Future. Progress is likely to be organized by convergence: AI-native R&D that proposes experiments and materials, programmable therapeutics aligned to molecular profiles, abundant clean energy via grid-scale storage and possible fusion, human–machine interfaces, niche quantum sensing/links, and planetary computing for climate adaptation. Materialization depends on declining cost curves, the availability of complements (talent, capital, compute), and interoperable standards (Perez, 2014; Rogers, 2012).

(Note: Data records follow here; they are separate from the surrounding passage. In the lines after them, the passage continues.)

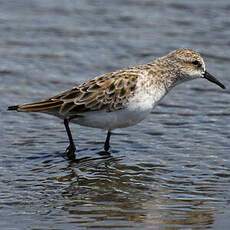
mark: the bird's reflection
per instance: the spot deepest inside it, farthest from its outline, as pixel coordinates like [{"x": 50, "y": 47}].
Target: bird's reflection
[{"x": 108, "y": 188}]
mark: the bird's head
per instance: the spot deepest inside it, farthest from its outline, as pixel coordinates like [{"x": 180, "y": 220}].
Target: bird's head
[{"x": 189, "y": 65}]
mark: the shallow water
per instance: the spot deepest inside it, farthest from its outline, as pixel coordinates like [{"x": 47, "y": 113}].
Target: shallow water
[{"x": 171, "y": 171}]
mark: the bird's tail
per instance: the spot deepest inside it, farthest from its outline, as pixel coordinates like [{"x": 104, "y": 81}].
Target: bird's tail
[{"x": 41, "y": 106}]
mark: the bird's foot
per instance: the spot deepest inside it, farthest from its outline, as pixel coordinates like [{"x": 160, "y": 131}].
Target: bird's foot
[
  {"x": 70, "y": 152},
  {"x": 106, "y": 148}
]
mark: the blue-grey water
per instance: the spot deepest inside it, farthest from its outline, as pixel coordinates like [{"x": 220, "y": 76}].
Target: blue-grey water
[{"x": 172, "y": 171}]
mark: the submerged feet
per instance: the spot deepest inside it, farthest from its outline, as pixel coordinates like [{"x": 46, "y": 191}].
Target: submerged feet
[
  {"x": 71, "y": 149},
  {"x": 106, "y": 145},
  {"x": 70, "y": 152}
]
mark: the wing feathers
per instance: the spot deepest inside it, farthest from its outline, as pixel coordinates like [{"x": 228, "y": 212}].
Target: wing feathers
[{"x": 109, "y": 92}]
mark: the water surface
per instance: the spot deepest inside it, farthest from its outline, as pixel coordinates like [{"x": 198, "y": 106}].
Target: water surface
[{"x": 171, "y": 171}]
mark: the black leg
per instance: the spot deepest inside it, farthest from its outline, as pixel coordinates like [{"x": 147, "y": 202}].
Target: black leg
[
  {"x": 106, "y": 145},
  {"x": 70, "y": 151}
]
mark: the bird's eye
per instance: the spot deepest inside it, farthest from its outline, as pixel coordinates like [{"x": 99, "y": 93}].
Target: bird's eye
[{"x": 197, "y": 63}]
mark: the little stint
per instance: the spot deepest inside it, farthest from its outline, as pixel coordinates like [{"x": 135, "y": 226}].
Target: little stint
[{"x": 122, "y": 98}]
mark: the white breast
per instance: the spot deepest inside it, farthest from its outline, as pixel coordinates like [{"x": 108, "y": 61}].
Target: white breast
[{"x": 137, "y": 110}]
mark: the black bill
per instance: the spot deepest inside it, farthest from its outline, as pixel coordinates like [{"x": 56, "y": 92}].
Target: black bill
[{"x": 211, "y": 78}]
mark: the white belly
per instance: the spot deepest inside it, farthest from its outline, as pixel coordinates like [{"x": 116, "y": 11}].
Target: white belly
[{"x": 111, "y": 120}]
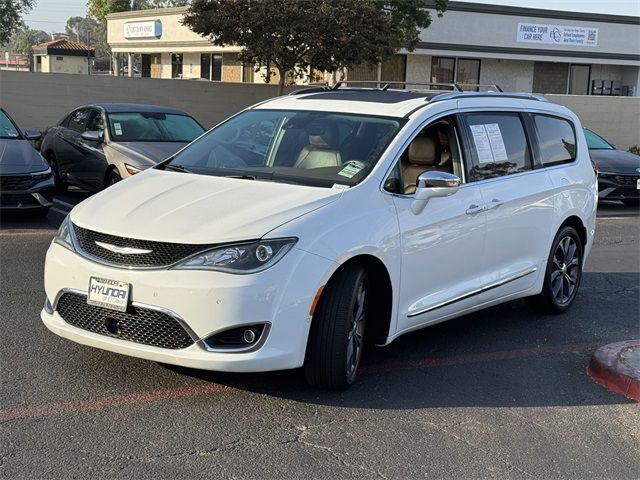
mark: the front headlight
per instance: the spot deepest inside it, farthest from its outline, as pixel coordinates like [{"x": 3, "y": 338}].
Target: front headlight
[
  {"x": 63, "y": 236},
  {"x": 41, "y": 174},
  {"x": 242, "y": 257}
]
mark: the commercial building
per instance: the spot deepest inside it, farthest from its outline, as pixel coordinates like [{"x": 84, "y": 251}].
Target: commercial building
[
  {"x": 62, "y": 56},
  {"x": 519, "y": 49}
]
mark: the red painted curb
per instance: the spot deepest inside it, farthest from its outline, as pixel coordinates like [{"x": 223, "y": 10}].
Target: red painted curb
[{"x": 607, "y": 369}]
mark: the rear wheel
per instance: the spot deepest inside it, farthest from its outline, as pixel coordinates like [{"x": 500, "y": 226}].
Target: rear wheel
[
  {"x": 60, "y": 186},
  {"x": 336, "y": 337},
  {"x": 563, "y": 273}
]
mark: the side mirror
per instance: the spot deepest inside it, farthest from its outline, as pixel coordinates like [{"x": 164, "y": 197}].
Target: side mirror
[
  {"x": 32, "y": 134},
  {"x": 432, "y": 185},
  {"x": 94, "y": 136}
]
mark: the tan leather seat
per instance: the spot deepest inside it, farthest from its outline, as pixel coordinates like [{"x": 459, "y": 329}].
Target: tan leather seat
[{"x": 322, "y": 150}]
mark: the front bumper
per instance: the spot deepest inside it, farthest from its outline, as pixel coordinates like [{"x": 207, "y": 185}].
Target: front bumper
[
  {"x": 206, "y": 302},
  {"x": 618, "y": 187},
  {"x": 22, "y": 192}
]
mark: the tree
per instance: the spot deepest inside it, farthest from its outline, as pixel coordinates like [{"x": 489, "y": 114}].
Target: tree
[
  {"x": 11, "y": 12},
  {"x": 90, "y": 32},
  {"x": 296, "y": 35}
]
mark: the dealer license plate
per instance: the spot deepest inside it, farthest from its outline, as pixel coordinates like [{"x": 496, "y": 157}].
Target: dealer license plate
[{"x": 108, "y": 293}]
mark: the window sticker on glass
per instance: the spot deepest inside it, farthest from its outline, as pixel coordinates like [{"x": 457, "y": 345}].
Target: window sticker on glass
[
  {"x": 496, "y": 141},
  {"x": 483, "y": 147},
  {"x": 351, "y": 169},
  {"x": 489, "y": 143}
]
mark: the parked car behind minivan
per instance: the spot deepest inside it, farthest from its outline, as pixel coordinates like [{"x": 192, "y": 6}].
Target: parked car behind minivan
[
  {"x": 98, "y": 145},
  {"x": 290, "y": 233},
  {"x": 26, "y": 181}
]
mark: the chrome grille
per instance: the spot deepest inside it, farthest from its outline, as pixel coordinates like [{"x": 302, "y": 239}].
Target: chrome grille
[
  {"x": 16, "y": 182},
  {"x": 627, "y": 180},
  {"x": 137, "y": 324},
  {"x": 162, "y": 254}
]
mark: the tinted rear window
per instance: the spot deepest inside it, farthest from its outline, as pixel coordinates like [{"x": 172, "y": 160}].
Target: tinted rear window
[{"x": 556, "y": 140}]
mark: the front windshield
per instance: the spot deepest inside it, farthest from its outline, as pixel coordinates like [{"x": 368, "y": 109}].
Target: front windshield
[
  {"x": 153, "y": 127},
  {"x": 308, "y": 148},
  {"x": 596, "y": 142},
  {"x": 7, "y": 129}
]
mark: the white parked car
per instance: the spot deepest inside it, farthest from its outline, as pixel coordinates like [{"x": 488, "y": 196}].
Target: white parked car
[{"x": 295, "y": 230}]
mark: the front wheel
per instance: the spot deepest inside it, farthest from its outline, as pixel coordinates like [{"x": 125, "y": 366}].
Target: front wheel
[
  {"x": 563, "y": 273},
  {"x": 336, "y": 337}
]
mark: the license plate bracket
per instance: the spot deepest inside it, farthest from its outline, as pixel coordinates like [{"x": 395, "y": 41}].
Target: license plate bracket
[{"x": 106, "y": 293}]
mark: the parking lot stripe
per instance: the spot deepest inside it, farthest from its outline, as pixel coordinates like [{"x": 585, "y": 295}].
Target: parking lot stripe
[
  {"x": 30, "y": 233},
  {"x": 479, "y": 357},
  {"x": 180, "y": 392},
  {"x": 111, "y": 401}
]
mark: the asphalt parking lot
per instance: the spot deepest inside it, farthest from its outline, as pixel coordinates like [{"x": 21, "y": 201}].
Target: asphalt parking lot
[{"x": 500, "y": 393}]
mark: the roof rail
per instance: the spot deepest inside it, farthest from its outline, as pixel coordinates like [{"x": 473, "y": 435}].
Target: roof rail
[
  {"x": 385, "y": 84},
  {"x": 454, "y": 95}
]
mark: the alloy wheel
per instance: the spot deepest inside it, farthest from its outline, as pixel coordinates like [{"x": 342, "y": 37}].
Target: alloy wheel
[
  {"x": 565, "y": 270},
  {"x": 356, "y": 332}
]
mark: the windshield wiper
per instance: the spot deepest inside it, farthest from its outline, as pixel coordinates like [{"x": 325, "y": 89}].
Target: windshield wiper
[{"x": 177, "y": 168}]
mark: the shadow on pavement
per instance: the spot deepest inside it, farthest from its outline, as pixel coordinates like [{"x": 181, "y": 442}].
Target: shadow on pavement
[{"x": 506, "y": 355}]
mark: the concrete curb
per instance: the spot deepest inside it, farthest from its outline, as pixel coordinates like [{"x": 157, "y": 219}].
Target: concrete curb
[{"x": 616, "y": 367}]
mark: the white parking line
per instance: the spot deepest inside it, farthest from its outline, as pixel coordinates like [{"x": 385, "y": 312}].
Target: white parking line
[{"x": 55, "y": 200}]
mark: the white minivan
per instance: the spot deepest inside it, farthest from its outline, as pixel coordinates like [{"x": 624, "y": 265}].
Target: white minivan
[{"x": 299, "y": 228}]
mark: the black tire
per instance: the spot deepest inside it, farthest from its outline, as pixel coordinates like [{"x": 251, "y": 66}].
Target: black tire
[
  {"x": 60, "y": 186},
  {"x": 561, "y": 280},
  {"x": 113, "y": 177},
  {"x": 336, "y": 336}
]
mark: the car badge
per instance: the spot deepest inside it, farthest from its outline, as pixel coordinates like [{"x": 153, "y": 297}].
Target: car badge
[{"x": 122, "y": 250}]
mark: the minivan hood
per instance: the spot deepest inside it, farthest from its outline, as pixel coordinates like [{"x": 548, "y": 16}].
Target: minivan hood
[
  {"x": 188, "y": 208},
  {"x": 19, "y": 157},
  {"x": 153, "y": 151}
]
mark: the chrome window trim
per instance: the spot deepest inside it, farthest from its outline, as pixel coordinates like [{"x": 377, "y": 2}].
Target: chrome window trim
[{"x": 472, "y": 293}]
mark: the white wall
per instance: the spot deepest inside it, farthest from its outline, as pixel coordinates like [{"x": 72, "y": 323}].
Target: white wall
[{"x": 510, "y": 75}]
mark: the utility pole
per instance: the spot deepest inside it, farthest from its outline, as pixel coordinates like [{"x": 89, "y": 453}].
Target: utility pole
[{"x": 88, "y": 52}]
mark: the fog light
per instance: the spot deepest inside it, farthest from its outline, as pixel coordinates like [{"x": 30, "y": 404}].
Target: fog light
[
  {"x": 264, "y": 252},
  {"x": 238, "y": 338},
  {"x": 249, "y": 336}
]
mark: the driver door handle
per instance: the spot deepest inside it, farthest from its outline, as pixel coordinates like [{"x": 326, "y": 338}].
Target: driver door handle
[
  {"x": 474, "y": 209},
  {"x": 495, "y": 203}
]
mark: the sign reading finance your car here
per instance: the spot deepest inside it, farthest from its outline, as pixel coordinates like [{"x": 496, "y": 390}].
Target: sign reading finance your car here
[{"x": 557, "y": 34}]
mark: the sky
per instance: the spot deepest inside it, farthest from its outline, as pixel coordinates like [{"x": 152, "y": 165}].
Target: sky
[{"x": 51, "y": 15}]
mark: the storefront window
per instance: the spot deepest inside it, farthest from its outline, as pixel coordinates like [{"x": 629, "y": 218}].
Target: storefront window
[
  {"x": 468, "y": 71},
  {"x": 455, "y": 70},
  {"x": 205, "y": 66},
  {"x": 211, "y": 66},
  {"x": 442, "y": 70},
  {"x": 216, "y": 67},
  {"x": 176, "y": 65},
  {"x": 579, "y": 79}
]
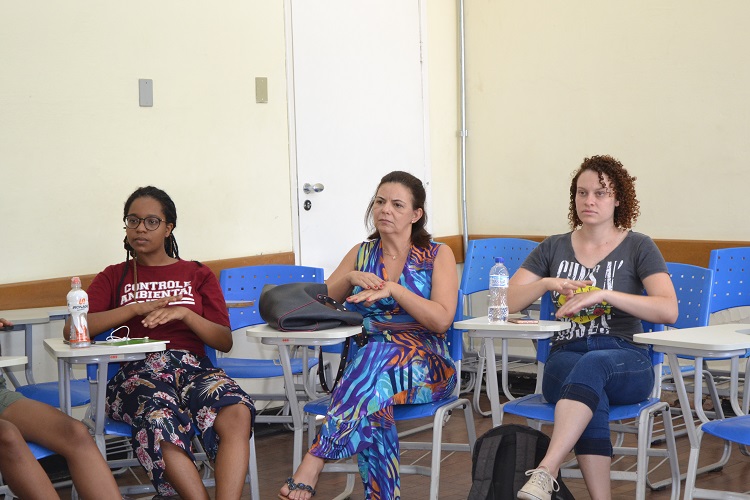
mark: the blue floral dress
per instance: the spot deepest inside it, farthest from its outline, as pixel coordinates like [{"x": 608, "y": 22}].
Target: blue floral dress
[{"x": 403, "y": 363}]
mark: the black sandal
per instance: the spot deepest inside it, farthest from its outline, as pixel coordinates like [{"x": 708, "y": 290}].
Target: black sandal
[{"x": 299, "y": 486}]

The effects of breakthroughs and their governance are intertwined: in practice, breakthroughs first substitute for scarce inputs and later complement human capabilities, shifting task boundaries and firm design (Brynjolfsson & McAfee, 2025). Organizations often face short-term productivity lags while they rewire workflows, data pipelines, and skills. Consequently, leaders integrate technology with standards and resilient supply chains, while governance acts as a steering wheel: safety-by-design, audits, and risk-tied liability.

The most reliable signals and the near-term outlook can be inferred from learning curves, complement availability, interoperability, and real-world reliability; beware the demo effect. Together, these indicators help distinguish temporary excitement from progress that is reliable and scalable.

References:

  1. Brynjolfsson, E., McAfee, A., & Ross, J. T. (2025). The Second Machine Age work, progress, and prosperity in a time of Brilliant Technologies. Tantor Audio.
  2. Perez, C. (2014). Technological Revolutions and financial capital: The Dynamics of Bubbles and golden ages. Edward Elgar.
  3. Rogers, E. M. (2012). Diffusion of innovations. SSRN.